Des bénévoles accompagnent systématiquement les sessions pour aider à traiter les émotions et les traumatismes que la VR peut faire remonter. Richard Richard, ancien détenu qui teste le programme depuis six ans, est devenu volontaire après sa libération. Il observe les débutants avec passion et les voit progresser dans leur gestion des émotions.
Les statistiques soutiennent l’approche. Aux États-Unis, deux tiers des prisonniers retournent en prison dans les trois ans suivant leur libération et trois quarts dans les cinq ans. Trouver un emploi stable réduit drastiquement ces taux de récidive. Un programme similaire dans le Michigan aurait multiplié par sept les chances des participants de décrocher un boulot dans les six mois après leur sortie. Les experts estiment que la VR pourrait faire baisser la récidive de plus de 66 %.
La France teste aussi la technologie
À Périgueux, une formation en mécanique automobile lancée en juin 2025 permet aux détenus d’apprendre à manipuler des outils et réparer des moteurs virtuellement avant de passer en stage pratique dans un garage solidaire. Le programme ViRTI cible les métiers du bâtiment avec la même philosophie en contournant les limitations d’accès aux équipements en créant des environnements virtuels interactifs.

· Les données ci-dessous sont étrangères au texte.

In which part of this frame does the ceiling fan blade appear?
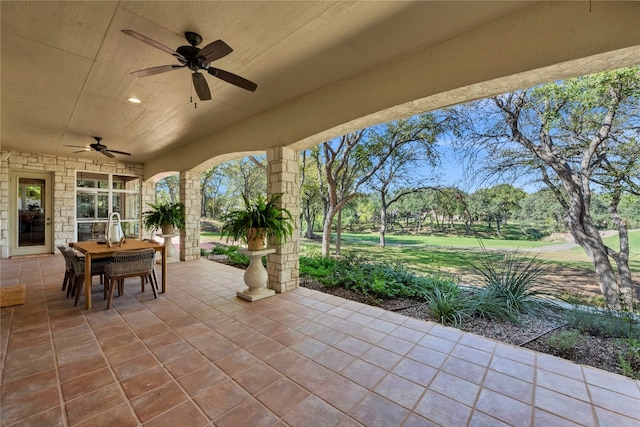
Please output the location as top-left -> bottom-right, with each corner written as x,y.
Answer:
191,73 -> 211,101
196,40 -> 233,64
122,30 -> 184,59
131,65 -> 185,77
207,67 -> 258,92
102,150 -> 131,156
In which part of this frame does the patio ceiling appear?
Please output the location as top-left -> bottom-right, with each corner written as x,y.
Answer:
0,1 -> 640,178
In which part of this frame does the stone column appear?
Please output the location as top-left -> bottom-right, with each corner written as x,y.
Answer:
267,147 -> 300,292
180,171 -> 200,261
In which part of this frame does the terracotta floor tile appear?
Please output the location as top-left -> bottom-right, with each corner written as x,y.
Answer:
215,399 -> 277,427
74,403 -> 139,427
8,406 -> 65,427
120,365 -> 173,399
2,354 -> 55,384
233,363 -> 284,395
373,374 -> 425,409
194,381 -> 251,420
349,393 -> 409,427
482,371 -> 533,405
475,389 -> 532,427
0,369 -> 57,404
414,390 -> 471,426
440,356 -> 488,384
376,336 -> 415,356
489,356 -> 535,383
316,375 -> 369,412
535,387 -> 595,426
283,396 -> 344,427
290,338 -> 329,359
536,369 -> 589,402
164,351 -> 211,378
178,365 -> 227,396
341,360 -> 387,389
589,386 -> 640,423
313,348 -> 356,372
533,408 -> 584,427
288,361 -> 334,392
360,347 -> 402,370
595,407 -> 640,427
62,367 -> 116,401
255,378 -> 309,416
264,349 -> 309,375
111,353 -> 160,381
131,382 -> 188,423
0,386 -> 60,426
142,330 -> 182,350
144,401 -> 209,427
66,384 -> 124,425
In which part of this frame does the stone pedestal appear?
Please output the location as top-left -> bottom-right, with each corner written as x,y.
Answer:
237,249 -> 276,301
156,233 -> 180,262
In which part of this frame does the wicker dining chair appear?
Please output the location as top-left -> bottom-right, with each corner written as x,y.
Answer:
104,248 -> 158,309
62,248 -> 107,305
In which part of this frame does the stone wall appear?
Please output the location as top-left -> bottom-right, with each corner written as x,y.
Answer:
267,147 -> 300,292
180,172 -> 201,261
0,151 -> 155,258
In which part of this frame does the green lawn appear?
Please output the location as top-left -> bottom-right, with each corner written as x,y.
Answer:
302,231 -> 640,273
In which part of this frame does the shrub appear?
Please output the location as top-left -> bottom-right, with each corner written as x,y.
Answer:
427,286 -> 474,326
471,242 -> 544,319
567,308 -> 640,339
547,329 -> 581,357
618,339 -> 640,380
300,254 -> 457,300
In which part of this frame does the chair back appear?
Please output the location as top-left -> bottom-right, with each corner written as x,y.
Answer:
105,248 -> 156,277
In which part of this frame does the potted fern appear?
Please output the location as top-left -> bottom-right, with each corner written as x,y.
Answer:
220,194 -> 293,251
142,202 -> 184,234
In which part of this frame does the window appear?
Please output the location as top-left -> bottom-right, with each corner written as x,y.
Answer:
75,171 -> 141,241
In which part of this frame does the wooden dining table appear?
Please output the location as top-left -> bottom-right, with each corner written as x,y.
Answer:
70,239 -> 167,310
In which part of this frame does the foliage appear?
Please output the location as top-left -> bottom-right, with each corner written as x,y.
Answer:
618,339 -> 640,380
142,202 -> 184,230
471,242 -> 544,318
547,329 -> 581,357
427,286 -> 475,326
220,194 -> 293,243
300,253 -> 456,300
567,307 -> 640,339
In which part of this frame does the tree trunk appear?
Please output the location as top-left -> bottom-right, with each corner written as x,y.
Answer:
336,208 -> 342,255
322,206 -> 336,257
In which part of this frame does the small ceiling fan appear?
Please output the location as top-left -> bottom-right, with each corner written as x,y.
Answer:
65,136 -> 131,159
122,30 -> 258,101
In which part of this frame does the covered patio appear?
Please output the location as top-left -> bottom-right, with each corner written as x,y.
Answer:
0,254 -> 640,427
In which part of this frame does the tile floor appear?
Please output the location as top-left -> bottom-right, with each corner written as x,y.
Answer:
0,254 -> 640,427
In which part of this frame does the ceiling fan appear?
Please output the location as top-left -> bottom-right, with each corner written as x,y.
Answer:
122,30 -> 258,101
65,136 -> 131,159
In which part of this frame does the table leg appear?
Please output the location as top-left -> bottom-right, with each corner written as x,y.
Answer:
84,253 -> 91,310
162,245 -> 169,293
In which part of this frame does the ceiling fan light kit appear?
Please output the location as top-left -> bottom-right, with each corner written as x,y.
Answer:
122,30 -> 258,101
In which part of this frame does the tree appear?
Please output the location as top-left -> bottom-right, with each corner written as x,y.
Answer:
450,67 -> 640,307
318,114 -> 442,256
369,129 -> 438,247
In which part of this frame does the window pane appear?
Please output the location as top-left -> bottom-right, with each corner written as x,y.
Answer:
76,193 -> 96,219
98,193 -> 109,219
113,193 -> 140,220
112,175 -> 140,190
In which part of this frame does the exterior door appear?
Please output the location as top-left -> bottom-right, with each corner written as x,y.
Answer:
9,171 -> 53,256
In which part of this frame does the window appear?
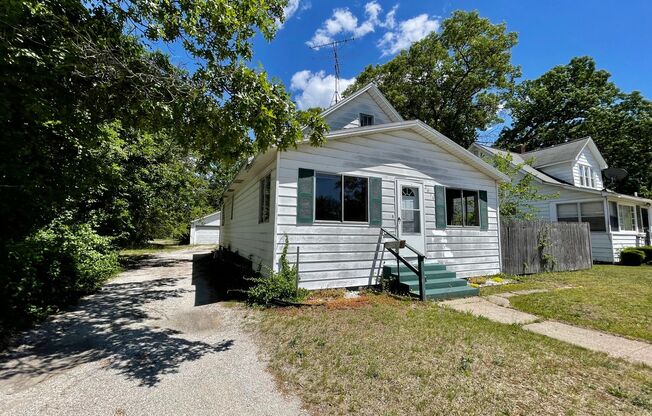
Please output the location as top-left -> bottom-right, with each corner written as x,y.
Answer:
618,205 -> 636,231
557,201 -> 607,231
343,176 -> 369,222
580,201 -> 607,231
258,173 -> 272,224
360,113 -> 374,127
315,173 -> 369,222
446,188 -> 480,227
579,165 -> 595,188
609,202 -> 620,232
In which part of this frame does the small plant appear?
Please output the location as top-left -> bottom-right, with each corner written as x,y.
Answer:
247,235 -> 308,305
620,247 -> 645,266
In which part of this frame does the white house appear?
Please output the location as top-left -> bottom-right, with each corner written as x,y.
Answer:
469,137 -> 652,263
190,211 -> 221,245
220,84 -> 509,295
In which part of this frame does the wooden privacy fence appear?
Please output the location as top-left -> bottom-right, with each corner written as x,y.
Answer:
500,220 -> 593,274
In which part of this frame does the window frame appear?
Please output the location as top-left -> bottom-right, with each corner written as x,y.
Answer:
312,170 -> 371,225
358,113 -> 376,127
577,163 -> 595,188
444,186 -> 482,229
258,172 -> 272,224
618,203 -> 638,234
554,199 -> 618,233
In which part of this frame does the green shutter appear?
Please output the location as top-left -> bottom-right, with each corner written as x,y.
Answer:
369,178 -> 383,227
297,168 -> 315,224
480,191 -> 489,230
435,185 -> 446,230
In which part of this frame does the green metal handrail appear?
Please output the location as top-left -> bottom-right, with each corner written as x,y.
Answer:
380,227 -> 426,301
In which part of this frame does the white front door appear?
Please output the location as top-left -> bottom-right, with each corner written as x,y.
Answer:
396,181 -> 426,257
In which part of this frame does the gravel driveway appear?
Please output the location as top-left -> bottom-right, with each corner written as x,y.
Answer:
0,249 -> 303,415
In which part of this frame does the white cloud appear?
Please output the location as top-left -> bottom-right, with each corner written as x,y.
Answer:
290,69 -> 355,110
378,13 -> 441,56
276,0 -> 312,29
306,0 -> 398,47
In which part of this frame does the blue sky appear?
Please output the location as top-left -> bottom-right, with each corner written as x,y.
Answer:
246,0 -> 652,115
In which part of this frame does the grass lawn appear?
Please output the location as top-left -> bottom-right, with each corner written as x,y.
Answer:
480,265 -> 652,342
254,294 -> 652,415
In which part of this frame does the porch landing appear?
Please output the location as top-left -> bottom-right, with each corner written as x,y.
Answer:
383,263 -> 479,300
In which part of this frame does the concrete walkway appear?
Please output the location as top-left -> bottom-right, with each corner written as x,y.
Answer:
440,290 -> 652,367
0,248 -> 304,415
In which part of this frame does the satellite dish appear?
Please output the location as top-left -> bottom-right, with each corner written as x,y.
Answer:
602,168 -> 627,182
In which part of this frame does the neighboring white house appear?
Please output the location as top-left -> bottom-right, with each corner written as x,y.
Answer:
220,84 -> 509,289
469,137 -> 652,263
190,211 -> 220,245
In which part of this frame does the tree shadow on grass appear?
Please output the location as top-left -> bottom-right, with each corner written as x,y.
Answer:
0,255 -> 233,387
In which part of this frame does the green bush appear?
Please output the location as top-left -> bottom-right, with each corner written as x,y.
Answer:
0,220 -> 119,331
620,247 -> 645,266
636,246 -> 652,263
247,236 -> 308,305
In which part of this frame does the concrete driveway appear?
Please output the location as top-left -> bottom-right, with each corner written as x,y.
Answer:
0,248 -> 303,415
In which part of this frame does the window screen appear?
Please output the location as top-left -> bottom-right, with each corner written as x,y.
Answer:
315,173 -> 342,221
580,201 -> 607,231
344,176 -> 369,222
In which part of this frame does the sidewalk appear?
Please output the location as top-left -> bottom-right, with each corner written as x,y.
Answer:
440,291 -> 652,367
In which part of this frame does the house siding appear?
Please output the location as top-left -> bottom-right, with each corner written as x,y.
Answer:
220,154 -> 276,267
276,130 -> 500,289
571,148 -> 603,189
537,162 -> 575,184
325,92 -> 391,131
531,184 -> 614,263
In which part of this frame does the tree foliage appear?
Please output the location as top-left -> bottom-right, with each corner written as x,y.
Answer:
496,57 -> 652,195
488,153 -> 556,220
0,0 -> 326,332
345,11 -> 520,147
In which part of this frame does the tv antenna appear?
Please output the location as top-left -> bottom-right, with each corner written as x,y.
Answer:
310,38 -> 355,105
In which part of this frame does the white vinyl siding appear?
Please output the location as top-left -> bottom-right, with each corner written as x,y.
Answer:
570,148 -> 604,189
537,162 -> 574,184
276,131 -> 500,289
221,154 -> 276,268
326,92 -> 391,131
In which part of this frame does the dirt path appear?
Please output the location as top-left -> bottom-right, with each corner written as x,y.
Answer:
0,249 -> 303,415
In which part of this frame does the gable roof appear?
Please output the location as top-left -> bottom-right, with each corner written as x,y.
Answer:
522,137 -> 607,169
326,120 -> 510,182
321,82 -> 403,122
471,143 -> 562,184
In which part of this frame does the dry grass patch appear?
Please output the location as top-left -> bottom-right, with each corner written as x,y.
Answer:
480,265 -> 652,342
256,294 -> 652,415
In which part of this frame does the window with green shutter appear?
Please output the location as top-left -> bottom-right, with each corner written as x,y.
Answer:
297,169 -> 315,224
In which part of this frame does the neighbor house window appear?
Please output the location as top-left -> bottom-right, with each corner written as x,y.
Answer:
609,202 -> 620,231
360,113 -> 374,127
258,173 -> 272,223
557,201 -> 607,231
446,188 -> 480,227
315,172 -> 369,222
639,208 -> 650,232
579,165 -> 595,188
618,205 -> 636,231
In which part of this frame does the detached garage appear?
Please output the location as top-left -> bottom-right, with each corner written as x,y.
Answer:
190,211 -> 220,245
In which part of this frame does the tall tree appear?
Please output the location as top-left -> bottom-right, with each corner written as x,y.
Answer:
496,56 -> 619,149
345,11 -> 520,147
496,57 -> 652,196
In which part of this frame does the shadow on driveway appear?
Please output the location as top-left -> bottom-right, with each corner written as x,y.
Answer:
0,250 -> 233,386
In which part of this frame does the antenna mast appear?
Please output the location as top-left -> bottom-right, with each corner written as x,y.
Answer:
310,38 -> 355,105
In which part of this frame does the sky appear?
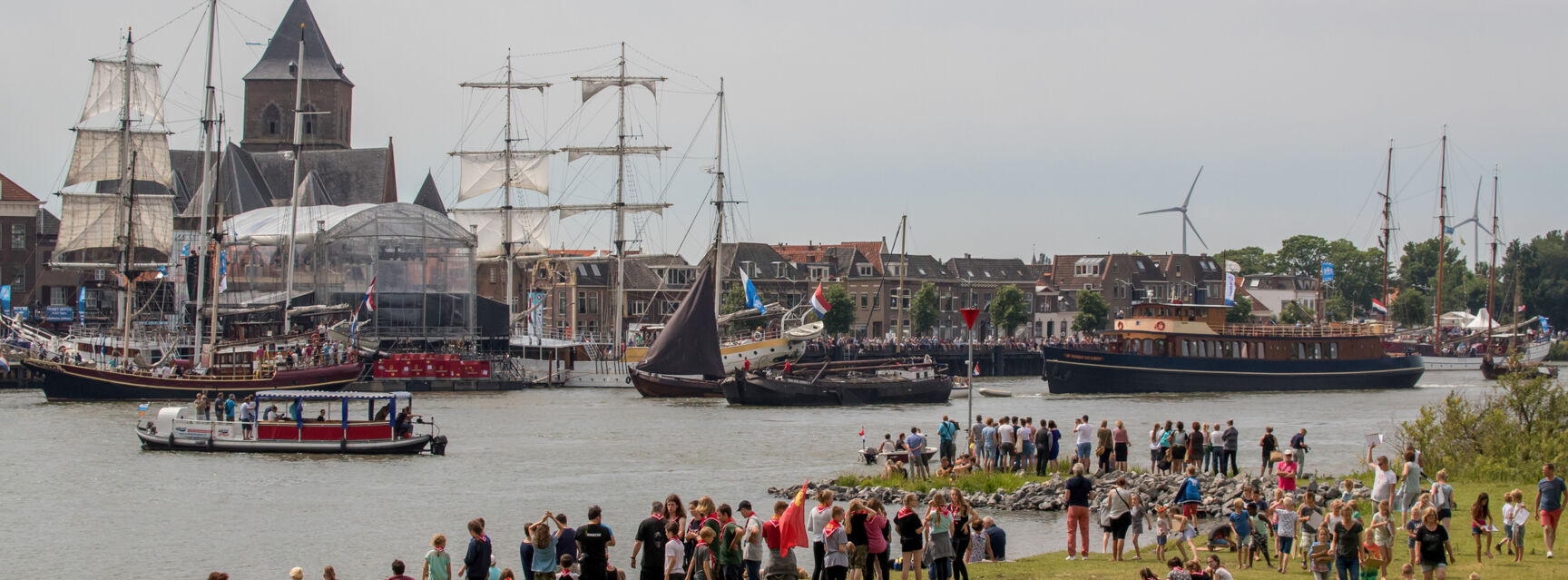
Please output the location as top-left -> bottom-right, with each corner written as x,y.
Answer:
0,0 -> 1568,264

L’Association de recherche en criminologie appliquée développe un projet encore plus ambitieux avec l’application FRED, testée à la prison de Fresnes. Contrairement aux programmes californiens axés sur l’évasion mentale, l’approche française mise davantage sur l’introspection et la remise en question thérapeutique. Des psychologues et criminologues reçoivent des formations spécifiques pour accompagner les détenus dans cette démarche.
Le déploiement reste limité pour l’instant. L’accès aux casques doit être géré avec précaution pour des raisons de sécurité et d’équité. Les experts insistent sur le fait que la VR ne remplacera jamais l’éducation, la formation professionnelle ou le suivi psychologique, mais qu’elle peut les compléter. Le California Department of Corrections and Rehabilitation encourage ces « approches innovantes » sans s’engager sur un calendrier d’expansion.
Creative Acts espère étendre le programme à travers l’État puis le pays. Les premiers retours d’expérience justifient cet optimisme. En offrant à la fois une échappée mentale et un terrain d’entraînement pour la vraie vie, la réalité virtuelle prouve qu’elle a sa place dans la réhabilitation moderne, rappelant aux détenus qu’un monde les attend dehors et qu’ils peuvent s’y préparer dès maintenant.